Same happens in particular circumstances when you CANNOT get rid easily of damaged FS structure so you cannot delete folders / files or add folders.
In seconds , instead of hours and a lot of attempts, you can then use something to try recovering data.

Quick formatting is not a capital sin if you have little or nothing to loose and you have only limited resources / cannot afford even a single license of advanced recovery software.


i like this . you are the sound of wisdom & professional reply in this topic .
my greetings

Re: Quick Format Assists Data Recovery?

March 24th, 2013, 12:33

tawfeek_mokhtar wrote:
BlackST wrote:Instead of starting cross-forum flaming wars, consider there is a grain of salt in the idea, possibly if it wasn't a FAT32 case AND assuming there is no other issue : putting myself for a nanosecond on the other side of the barricade ( = without all stuff, knowhow , software and HW tools) , when "sometimes" you get partially FS fucked up in a certain way so the common FREE stuff hangs or give bad results, "quick formatting" the partition give better results with the same free stuff. Of course you have to be careful and need to know for sure what exactly is the problem , would be better to work on a clone.

Same happens in particular circumstances when you CANNOT get rid easily of damaged FS structure so you cannot delete folders / files or add folders.
In seconds , instead of hours and a lot of attempts, you can then use something to try recovering data.

Quick formatting is not a capital sin if you have little or nothing to loose and you have only limited resources / cannot afford even a single license of advanced recovery software.

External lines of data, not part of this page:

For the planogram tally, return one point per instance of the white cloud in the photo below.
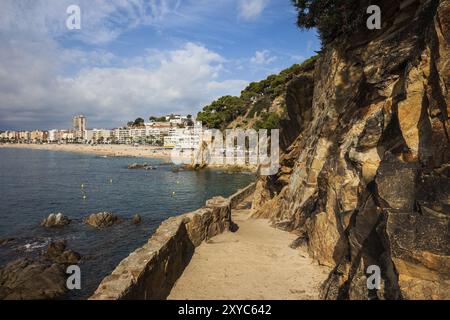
(34, 93)
(251, 9)
(101, 21)
(262, 58)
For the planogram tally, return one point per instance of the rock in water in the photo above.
(25, 279)
(136, 219)
(144, 165)
(57, 253)
(55, 220)
(102, 220)
(6, 241)
(42, 278)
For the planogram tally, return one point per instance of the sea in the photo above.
(35, 183)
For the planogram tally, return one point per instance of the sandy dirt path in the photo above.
(255, 262)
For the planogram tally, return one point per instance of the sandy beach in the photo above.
(102, 150)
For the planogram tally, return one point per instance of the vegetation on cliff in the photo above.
(332, 18)
(254, 102)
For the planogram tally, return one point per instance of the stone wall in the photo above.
(241, 195)
(151, 271)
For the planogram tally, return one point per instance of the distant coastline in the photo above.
(101, 150)
(120, 150)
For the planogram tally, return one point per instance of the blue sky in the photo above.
(137, 57)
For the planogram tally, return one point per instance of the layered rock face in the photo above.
(367, 179)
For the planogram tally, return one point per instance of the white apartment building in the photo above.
(121, 135)
(79, 126)
(102, 134)
(10, 135)
(54, 135)
(184, 138)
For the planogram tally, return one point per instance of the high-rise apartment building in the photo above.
(79, 126)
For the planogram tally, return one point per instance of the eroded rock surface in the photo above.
(367, 179)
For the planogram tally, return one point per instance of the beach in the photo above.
(101, 150)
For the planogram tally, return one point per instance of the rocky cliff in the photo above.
(365, 176)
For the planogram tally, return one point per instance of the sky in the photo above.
(137, 58)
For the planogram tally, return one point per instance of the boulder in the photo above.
(136, 219)
(144, 166)
(57, 253)
(102, 220)
(55, 220)
(25, 279)
(6, 241)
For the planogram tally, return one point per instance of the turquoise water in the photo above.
(35, 183)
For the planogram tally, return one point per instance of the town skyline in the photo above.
(169, 131)
(137, 57)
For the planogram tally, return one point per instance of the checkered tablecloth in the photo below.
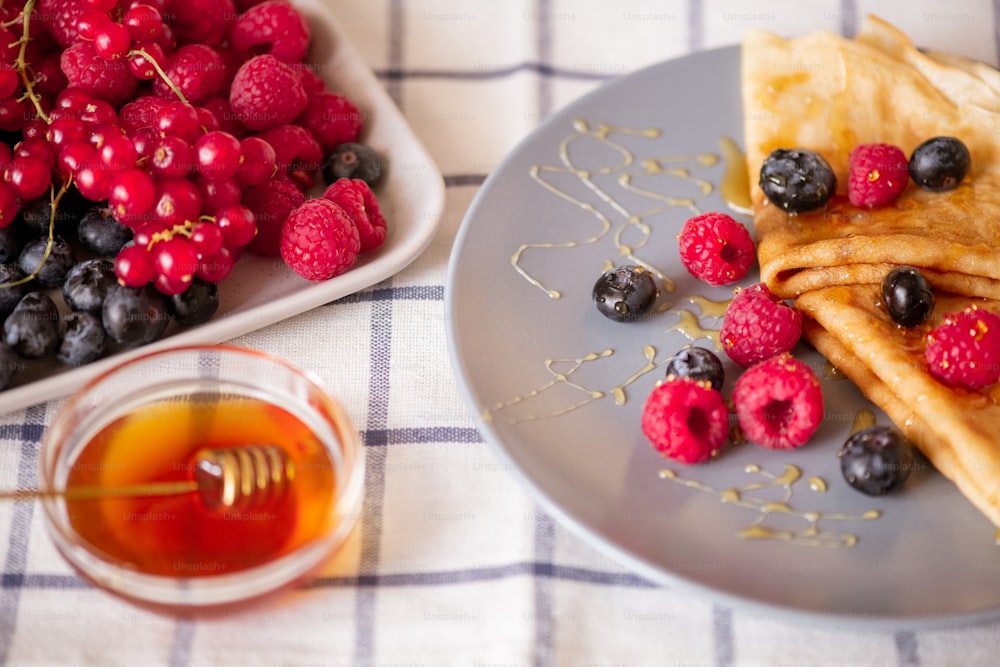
(453, 563)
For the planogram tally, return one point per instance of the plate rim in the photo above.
(858, 621)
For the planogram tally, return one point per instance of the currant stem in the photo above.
(22, 66)
(160, 72)
(54, 198)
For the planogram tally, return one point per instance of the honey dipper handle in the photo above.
(98, 492)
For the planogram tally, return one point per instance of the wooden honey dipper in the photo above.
(247, 477)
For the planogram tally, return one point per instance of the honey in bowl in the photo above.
(201, 476)
(194, 533)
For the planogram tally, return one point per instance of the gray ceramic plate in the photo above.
(559, 389)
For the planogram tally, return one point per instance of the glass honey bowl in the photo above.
(201, 476)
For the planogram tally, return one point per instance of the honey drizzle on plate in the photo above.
(741, 496)
(627, 169)
(562, 370)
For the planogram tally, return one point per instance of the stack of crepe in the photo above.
(829, 93)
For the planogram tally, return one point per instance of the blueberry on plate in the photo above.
(797, 179)
(907, 296)
(625, 293)
(700, 364)
(99, 232)
(87, 285)
(83, 339)
(940, 163)
(196, 304)
(32, 329)
(876, 460)
(52, 269)
(135, 316)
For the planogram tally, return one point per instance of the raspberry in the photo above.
(319, 241)
(758, 325)
(271, 203)
(879, 174)
(200, 21)
(686, 420)
(197, 70)
(108, 80)
(778, 402)
(266, 93)
(965, 348)
(273, 27)
(60, 17)
(358, 201)
(716, 248)
(332, 119)
(296, 152)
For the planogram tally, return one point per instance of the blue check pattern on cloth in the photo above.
(453, 563)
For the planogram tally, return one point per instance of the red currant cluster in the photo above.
(173, 112)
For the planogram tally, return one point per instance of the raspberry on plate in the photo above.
(319, 240)
(878, 175)
(965, 348)
(716, 248)
(778, 402)
(266, 93)
(758, 325)
(686, 420)
(358, 201)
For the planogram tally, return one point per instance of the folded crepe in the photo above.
(957, 428)
(828, 93)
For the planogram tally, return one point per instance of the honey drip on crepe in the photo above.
(562, 371)
(627, 228)
(812, 535)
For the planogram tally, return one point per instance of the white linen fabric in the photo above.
(453, 563)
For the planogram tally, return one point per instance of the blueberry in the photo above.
(11, 242)
(196, 304)
(134, 316)
(87, 285)
(940, 163)
(55, 267)
(353, 160)
(876, 460)
(9, 296)
(83, 339)
(99, 232)
(698, 363)
(797, 179)
(10, 364)
(907, 296)
(625, 293)
(32, 329)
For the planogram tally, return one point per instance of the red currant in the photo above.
(171, 157)
(238, 225)
(28, 177)
(216, 267)
(177, 201)
(131, 195)
(259, 160)
(8, 208)
(134, 266)
(206, 238)
(179, 119)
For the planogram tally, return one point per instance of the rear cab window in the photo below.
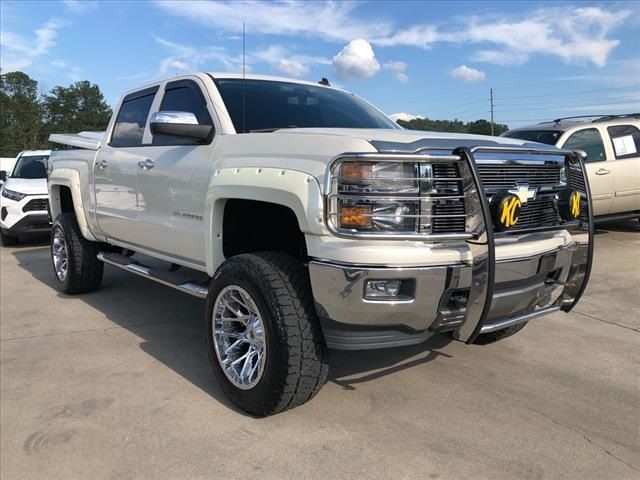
(588, 140)
(625, 141)
(128, 130)
(183, 96)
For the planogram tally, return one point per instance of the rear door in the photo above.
(624, 146)
(599, 168)
(116, 169)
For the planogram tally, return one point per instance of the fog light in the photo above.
(389, 290)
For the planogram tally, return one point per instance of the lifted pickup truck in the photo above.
(317, 223)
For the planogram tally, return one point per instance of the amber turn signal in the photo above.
(356, 170)
(355, 216)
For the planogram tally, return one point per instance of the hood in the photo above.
(389, 140)
(30, 186)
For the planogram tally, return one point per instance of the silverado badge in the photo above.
(575, 204)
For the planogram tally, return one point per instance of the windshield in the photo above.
(550, 137)
(264, 105)
(31, 166)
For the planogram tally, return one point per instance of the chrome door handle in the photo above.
(147, 164)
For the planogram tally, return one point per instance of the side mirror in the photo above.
(583, 154)
(179, 124)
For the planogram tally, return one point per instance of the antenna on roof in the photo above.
(244, 74)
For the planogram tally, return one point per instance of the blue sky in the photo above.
(435, 59)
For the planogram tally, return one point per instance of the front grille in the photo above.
(37, 204)
(507, 176)
(576, 180)
(445, 213)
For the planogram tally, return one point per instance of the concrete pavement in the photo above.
(116, 385)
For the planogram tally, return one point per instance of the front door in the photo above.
(116, 169)
(599, 169)
(625, 156)
(172, 190)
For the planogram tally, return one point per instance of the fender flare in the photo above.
(67, 177)
(292, 189)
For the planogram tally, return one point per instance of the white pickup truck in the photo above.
(310, 221)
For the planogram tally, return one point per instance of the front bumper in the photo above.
(487, 291)
(524, 289)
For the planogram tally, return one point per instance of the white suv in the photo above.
(612, 147)
(24, 201)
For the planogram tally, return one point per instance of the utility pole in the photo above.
(491, 111)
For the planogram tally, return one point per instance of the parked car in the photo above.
(24, 198)
(611, 146)
(317, 223)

i like this . you are the sound of wisdom & professional reply in this topic .
my greetings


Thank you my friend. Much appreciated :D

Re: Quick Format Assists Data Recovery?

March 24th, 2013, 15:04

I did not start this thread to kick the guy. I had previously explained to him that formatting was bad, particularly in respect of FAT32, and I explained to him in detail how it zeros the FATs and renders fragmented files difficult, if not impossible, to recover. I also contacted the moderator but he cited Seagate's non-intervention policy. Therefore I only posted here in desperation.

As for his advice, he does not know any different. Destroying the file system is his FIRST line of attack, reagardless of the user's problem. I have told him repeatedly that an examination of the problem should be the first thing one does before launching into all manner of point-and-click tools at the problem.

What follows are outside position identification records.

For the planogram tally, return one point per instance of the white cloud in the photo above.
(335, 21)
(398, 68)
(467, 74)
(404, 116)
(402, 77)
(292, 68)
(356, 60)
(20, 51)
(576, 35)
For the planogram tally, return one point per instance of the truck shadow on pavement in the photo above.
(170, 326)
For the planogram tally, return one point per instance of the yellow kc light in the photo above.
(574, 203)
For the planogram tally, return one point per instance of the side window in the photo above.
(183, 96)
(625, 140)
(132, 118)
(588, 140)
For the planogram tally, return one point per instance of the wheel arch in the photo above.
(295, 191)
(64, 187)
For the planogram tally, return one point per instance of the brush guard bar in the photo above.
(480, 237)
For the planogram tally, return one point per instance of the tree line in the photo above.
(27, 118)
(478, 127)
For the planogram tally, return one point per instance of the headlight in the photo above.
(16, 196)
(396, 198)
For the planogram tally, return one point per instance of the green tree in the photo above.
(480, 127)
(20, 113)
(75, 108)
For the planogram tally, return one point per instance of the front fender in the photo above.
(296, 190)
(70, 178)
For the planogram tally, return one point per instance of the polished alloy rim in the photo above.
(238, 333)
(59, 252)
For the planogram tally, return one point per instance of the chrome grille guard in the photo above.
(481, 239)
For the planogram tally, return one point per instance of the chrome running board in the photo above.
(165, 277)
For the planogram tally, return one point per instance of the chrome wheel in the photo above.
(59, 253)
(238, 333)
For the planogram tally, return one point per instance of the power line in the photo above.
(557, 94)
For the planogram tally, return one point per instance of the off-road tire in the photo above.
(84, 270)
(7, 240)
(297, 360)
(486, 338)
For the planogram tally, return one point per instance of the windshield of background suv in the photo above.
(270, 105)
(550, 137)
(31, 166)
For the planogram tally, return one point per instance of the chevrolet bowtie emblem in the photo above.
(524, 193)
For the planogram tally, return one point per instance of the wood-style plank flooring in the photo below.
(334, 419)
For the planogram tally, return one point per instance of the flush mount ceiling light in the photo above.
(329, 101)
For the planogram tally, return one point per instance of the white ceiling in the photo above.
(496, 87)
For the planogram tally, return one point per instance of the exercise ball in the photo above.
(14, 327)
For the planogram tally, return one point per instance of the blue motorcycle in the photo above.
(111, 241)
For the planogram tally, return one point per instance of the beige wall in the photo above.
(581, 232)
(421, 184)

Re: Quick Format Assists Data Recovery?

March 24th, 2013, 15:28

Spildit wrote:If the OP only have windows and if it's hanging due to the drive presence (windows trying to mount a damaged File Alocation Table or partition) then a quick format (or delete the partition like i've done in the past) might assist the op to get windows stable enought to run something like R-Studio on the damaged drive.

I understand that deleting the partition, or just editing its partition ID in the partition table, could circumvent some hanging issue, but a quick format would be totally unnecessary in such a case.

If you go back to the original post, the advice that was given was to do a quick format, then try Recuva.

Re: Quick Format Assists Data Recovery?

March 24th, 2013, 16:05

Spildit wrote:@ fzabkar
A little bit off-topic but just out of curiosity, what tools are you using to deal with the firmware problems on drives ? Pc3k, Salvation, any other ?
Thanks.

None. I'm not a data recovery professional, and I have never pretended to be (I thought you knew that). I did once seriously think about it, though, but that was over 20 years ago.

Coincidentally, my second data recovery job was on a proprietary file system which looked a little like FAT. The file system had been initialised (aka reformatted), but since the OS did not allow files to be fragmented, the data were completely recoverable. BTW, there were no tools in those days other than a rudimentary sector editor, so I do have personal experience, at the byte level, that is closely related to the subject.